Pelvic Floor Exercises
A weak pelvic floor can lead to bladder problems and affect your sex life. Pelvic floor exercises, or kegels, can help you improve your pelvic floor strength and prevent future problems.
They are simple to do and can be done wherever you are, whether you’re sitting or standing.
Yoga and Pilates
Yoga and Pilates are low-impact exercises that focus on breathing, core muscles, and flexibility.
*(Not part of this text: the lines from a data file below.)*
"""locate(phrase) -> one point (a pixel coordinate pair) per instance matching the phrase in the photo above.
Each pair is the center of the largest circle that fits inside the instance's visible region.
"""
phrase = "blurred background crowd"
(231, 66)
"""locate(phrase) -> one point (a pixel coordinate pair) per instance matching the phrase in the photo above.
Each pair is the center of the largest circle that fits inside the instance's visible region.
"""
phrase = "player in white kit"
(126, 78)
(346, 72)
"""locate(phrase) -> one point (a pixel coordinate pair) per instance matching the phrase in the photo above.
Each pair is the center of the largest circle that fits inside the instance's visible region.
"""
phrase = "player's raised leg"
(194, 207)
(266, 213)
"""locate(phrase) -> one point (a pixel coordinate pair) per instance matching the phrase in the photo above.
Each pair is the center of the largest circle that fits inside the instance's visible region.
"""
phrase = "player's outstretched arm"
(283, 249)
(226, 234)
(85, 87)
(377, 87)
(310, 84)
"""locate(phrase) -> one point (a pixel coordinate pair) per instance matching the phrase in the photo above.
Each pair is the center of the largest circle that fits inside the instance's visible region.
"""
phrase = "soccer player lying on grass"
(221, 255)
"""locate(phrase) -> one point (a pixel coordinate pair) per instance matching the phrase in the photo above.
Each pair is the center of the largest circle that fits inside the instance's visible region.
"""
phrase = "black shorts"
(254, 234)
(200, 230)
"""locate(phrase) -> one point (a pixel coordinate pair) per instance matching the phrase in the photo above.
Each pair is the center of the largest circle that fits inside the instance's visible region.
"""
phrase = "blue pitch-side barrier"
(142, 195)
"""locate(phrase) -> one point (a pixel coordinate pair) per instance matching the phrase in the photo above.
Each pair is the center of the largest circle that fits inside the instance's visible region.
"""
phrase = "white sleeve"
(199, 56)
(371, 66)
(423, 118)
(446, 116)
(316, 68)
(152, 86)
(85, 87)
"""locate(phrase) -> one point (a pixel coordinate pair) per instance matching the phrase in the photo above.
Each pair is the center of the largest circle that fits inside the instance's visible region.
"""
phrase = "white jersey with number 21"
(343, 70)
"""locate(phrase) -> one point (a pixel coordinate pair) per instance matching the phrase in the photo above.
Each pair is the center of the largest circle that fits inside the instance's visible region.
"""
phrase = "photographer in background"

They can help you relieve stress, improve your posture, and tone your muscles.
However, some poses may need to be modified or avoided, such as deep twists or core exercises that may put too much strain on your abdominal muscles.
Swimming
Swimming is an excellent low-impact exercise that can help you work all your muscles without putting too much strain on your joints. It’s also a great way to cool off and de-stress during the summer months.
Cycling
Cycling is a low-impact exercise that can help you improve your cardiovascular health and tone your leg muscles. If you have a stationary bike, you can start with short sessions and increase the duration and resistance slowly.
Exercises to Avoid After Pregnancy
High-Impact Exercises
High-impact exercises like running, jumping, or aerobics can put too much pressure on your joints and pelvic floor muscles, leading to injuries or prolapse.
If you want to do these types of exercises, it’s best to wait until your body has healed and get clearance from your healthcare provider.
Heavy Lifting
Heavy lifting can put a strain on your abdominal muscles and pelvic floor. It’s best to avoid lifting anything heavier than your baby for the first few weeks. When you do start lifting, make sure to use proper form and avoid twisting your torso.
Abdominal Exercises
Direct abdominal exercises like sit-ups or crunches can strain your weakened abdominal muscles and make Diastasis Recti worse. Instead, focus on transverse abdominal exercises like planks or bridges that help strengthen your internal abs.
Conclusion
Postpartum exercise can help you recover from childbirth, boost your energy levels, and improve your overall health and wellbeing.
However, it’s important to remember that your body has gone through a lot during pregnancy and delivery, and it may take some time to recover fully.
Before starting any postpartum exercise, get clearance from your healthcare provider, and remember to listen to your body. Start slowly, and gradually increase the duration and intensity of your workouts.
Focus on low-impact exercises like walking, swimming, or yoga and avoid high-impact exercises, heavy lifting, or direct abdominal exercises.